Esas No: 2020/7297
Karar No: 2022/1363
Karar Tarihi: 01.03.2022
Yargıtay 11. Hukuk Dairesi 2020/7297 Esas 2022/1363 Karar Sayılı İlamı
Özet:
Davalı şirketin ticaret unvanının müvekkil şirketin ticaret unvanıyla aynı olması sebebiyle müvekkil şirket tarafından davalıya ihtarname gönderildiği belirtilerek, davalının ticaret unvanına tecavüz ettiği iddia edilmiştir. Ancak, davalının ticaret unvanı ile müvekkil şirketin ticaret unvanı arasında karışıklığa sebep olacak bir durum olmadığı, şirketlerin faaliyet alanlarının ve kullandıkları logoların farklı olduğu, müşterilerin karışıklıklarını engelleyici ibareler bulunduğu gerekçesiyle davanın reddine karar verilmiştir. Davacı vekilinin temyiz itirazları ise reddedilmiştir.
Kanun maddeleri:
- TTK 18. madde: Her tacir, kanuna uygun bir ticaret unvanı seçerek kullanmak zorundadır.

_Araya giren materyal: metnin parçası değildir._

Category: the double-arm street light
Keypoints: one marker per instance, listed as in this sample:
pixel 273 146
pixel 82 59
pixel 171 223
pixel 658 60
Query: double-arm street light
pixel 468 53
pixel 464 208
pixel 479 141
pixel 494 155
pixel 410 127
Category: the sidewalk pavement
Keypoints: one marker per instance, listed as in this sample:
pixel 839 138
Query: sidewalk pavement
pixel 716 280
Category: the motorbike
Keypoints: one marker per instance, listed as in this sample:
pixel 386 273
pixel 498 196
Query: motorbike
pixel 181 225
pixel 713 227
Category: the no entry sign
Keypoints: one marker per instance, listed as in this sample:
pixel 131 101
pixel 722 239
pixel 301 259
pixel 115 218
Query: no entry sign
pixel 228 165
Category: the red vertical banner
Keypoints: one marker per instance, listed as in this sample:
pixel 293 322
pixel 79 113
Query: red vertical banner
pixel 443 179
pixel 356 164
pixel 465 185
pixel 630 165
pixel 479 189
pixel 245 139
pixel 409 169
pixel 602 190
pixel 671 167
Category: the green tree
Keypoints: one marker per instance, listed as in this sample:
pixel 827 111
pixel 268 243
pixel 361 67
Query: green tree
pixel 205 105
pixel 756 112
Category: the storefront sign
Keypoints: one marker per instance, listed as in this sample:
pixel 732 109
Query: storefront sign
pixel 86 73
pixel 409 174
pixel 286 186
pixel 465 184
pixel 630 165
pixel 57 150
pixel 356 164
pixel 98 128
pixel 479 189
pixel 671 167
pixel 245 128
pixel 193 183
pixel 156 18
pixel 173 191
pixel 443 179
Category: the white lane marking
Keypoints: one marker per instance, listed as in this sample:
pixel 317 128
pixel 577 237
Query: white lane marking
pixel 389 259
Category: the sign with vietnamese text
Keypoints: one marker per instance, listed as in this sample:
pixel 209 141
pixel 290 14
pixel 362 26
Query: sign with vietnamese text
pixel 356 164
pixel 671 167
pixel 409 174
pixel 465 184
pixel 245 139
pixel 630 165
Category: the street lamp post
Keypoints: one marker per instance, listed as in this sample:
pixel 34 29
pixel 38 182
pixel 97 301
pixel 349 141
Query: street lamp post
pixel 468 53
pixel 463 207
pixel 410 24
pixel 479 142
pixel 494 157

- TTK 43. madde: Ticaret unvanı zorunlu ve ihtiyari eklerden oluşur. Zorunlu unsurda şirket mevzuunun gösterilmesi ve şirket nev'inin yer alması gerekmektedir.
- TTK 45. madde: Ticaret unvanının diğer bir unvan ile ayırt edilmesi gerektiği hallerde ek yapılabilir.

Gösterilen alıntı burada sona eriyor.